Chat Completions的流式返回就是token流，它的流式数据主体是choices 数组，每个chunk包含delta，需要通过拼接delta.content来构成最终的对话内容。

python 复制代码

// Chat Completions Stream Chunk
{
  "id": "chatcmpl-...",
  "object": "chat.completion.chunk",
  "created": 171787,
  "model": "gpt-4o-mini",
  "choices": [
    {
      "index": 0,
      "delta": { "role": "assistant", "content": "Hello" }
      ...
    }
  ]
}

Responses API的流式返回是一个叫事件流的东西，包含了多种状态，如：token增量、工具调用事件、工具结果事件、推理过程等。

python 复制代码

// Responses API Stream Chunk Example: Reasoning Summary
{
  "type": "response.reasoning_summary_text.delta",
  "item_id": "rs_...",
  "output_index": 0,
  "summary_index": 0,
  "delta": "Thinking about the user's question..."
}

对比汇总

特性	Chat Completions	Responses API
基础调用	messages=[...]	input="..."（也兼容旧写法）
上下文	手动拼接 messages	previous_response_id
工具调用	functions	tools（统一函数 & 内置工具）
Web 搜索	不支持	内置
文件检索	不支持	内置
流式输出	增量token	事件流（含工具调用事件）
多模态	部分支持	原生支持文本+图像

一些思考

OpenAI将MCP集成至其Responses API中，可视为对Anthropic在智能体架构领域所提出标准的一次重要响应。这一举措表明，OpenAI并不满足于仅仅作为大模型提供商，而是有意主动参与并影响下一代 Agent设计框架的演进方向，力图在多元智能体生态中占据关键位置。其新推出的Responses API虽然引入了有状态的管理能力，与传统的无状态 Chat Completions形成明显区别，在复杂会话控制方面表现更为灵活。
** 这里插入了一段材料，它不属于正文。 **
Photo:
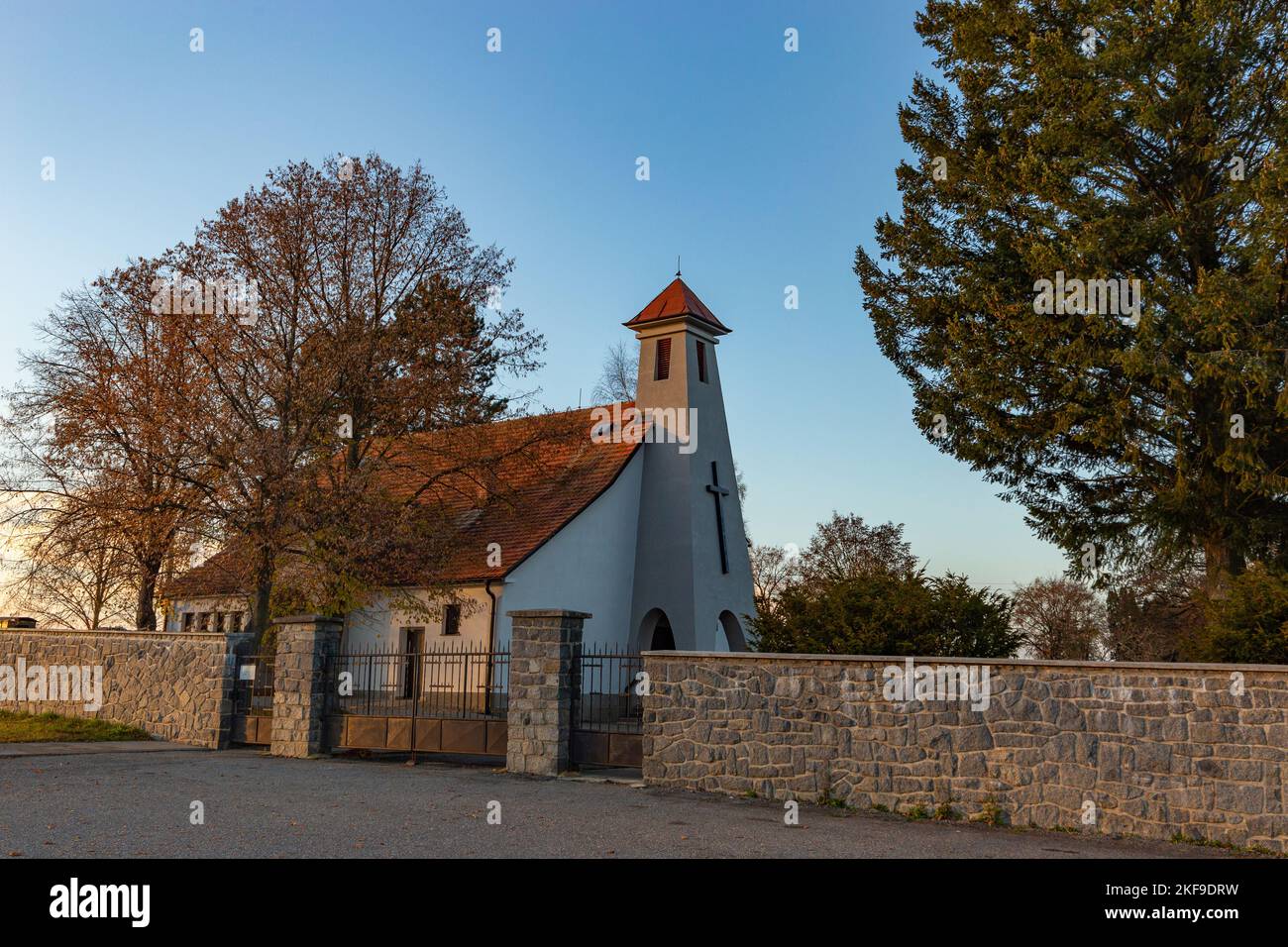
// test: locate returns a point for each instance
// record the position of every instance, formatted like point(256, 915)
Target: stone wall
point(1157, 750)
point(172, 685)
point(300, 688)
point(544, 643)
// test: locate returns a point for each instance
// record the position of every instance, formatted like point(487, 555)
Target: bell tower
point(692, 569)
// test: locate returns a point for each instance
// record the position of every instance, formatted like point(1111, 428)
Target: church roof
point(540, 472)
point(677, 300)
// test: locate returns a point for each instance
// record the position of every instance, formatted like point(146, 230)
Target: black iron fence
point(463, 684)
point(253, 685)
point(609, 697)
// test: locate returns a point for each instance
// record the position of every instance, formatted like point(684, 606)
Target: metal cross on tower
point(717, 492)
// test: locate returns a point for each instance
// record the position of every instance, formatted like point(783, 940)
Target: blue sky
point(767, 169)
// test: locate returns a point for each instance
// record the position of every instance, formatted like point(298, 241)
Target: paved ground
point(72, 748)
point(127, 802)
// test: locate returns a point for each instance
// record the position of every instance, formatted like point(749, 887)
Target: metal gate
point(608, 711)
point(446, 699)
point(253, 699)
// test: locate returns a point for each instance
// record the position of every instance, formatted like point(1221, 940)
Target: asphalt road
point(138, 804)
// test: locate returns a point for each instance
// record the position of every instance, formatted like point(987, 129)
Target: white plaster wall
point(215, 603)
point(589, 566)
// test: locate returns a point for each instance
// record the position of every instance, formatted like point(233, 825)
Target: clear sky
point(767, 169)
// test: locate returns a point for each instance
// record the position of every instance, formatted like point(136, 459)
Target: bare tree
point(88, 434)
point(1059, 618)
point(846, 548)
point(618, 375)
point(772, 571)
point(68, 578)
point(1155, 615)
point(368, 329)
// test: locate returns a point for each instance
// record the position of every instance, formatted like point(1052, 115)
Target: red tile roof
point(677, 299)
point(540, 474)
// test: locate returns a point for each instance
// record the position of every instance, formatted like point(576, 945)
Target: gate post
point(236, 644)
point(545, 644)
point(300, 688)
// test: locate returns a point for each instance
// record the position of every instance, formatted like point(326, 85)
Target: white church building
point(638, 523)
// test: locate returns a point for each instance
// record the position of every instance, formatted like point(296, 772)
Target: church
point(636, 522)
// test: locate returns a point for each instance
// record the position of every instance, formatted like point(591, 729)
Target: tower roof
point(674, 302)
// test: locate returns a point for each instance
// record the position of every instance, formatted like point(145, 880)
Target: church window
point(664, 361)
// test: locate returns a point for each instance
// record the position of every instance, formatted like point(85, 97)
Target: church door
point(411, 664)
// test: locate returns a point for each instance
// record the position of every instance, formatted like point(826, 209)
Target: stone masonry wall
point(174, 685)
point(544, 644)
point(1157, 749)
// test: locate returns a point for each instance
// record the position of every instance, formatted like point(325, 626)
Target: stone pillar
point(300, 688)
point(544, 648)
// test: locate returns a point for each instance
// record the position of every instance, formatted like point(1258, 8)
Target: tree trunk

目前来看，不少框架已经及时更新了对Responses API的兼容。如vLLM v0.10版本已经实现了Responses API的接口，可以使用OpenAI的SDK进行调用。不过，由于Responses API是有状态的，并且内置了一些工具和向量存储，而vLLM本身是无状态的高效推理引擎，不会维护会话等状态信息，所以实际用起来并不会完全一致。这点与Chat Completions不同。若要真正扩大行业号召力、推动广泛采用，仅靠OpenAI一家的推动仍显不足，仍亟需更多开发框架、工具链及第三方生态的支持。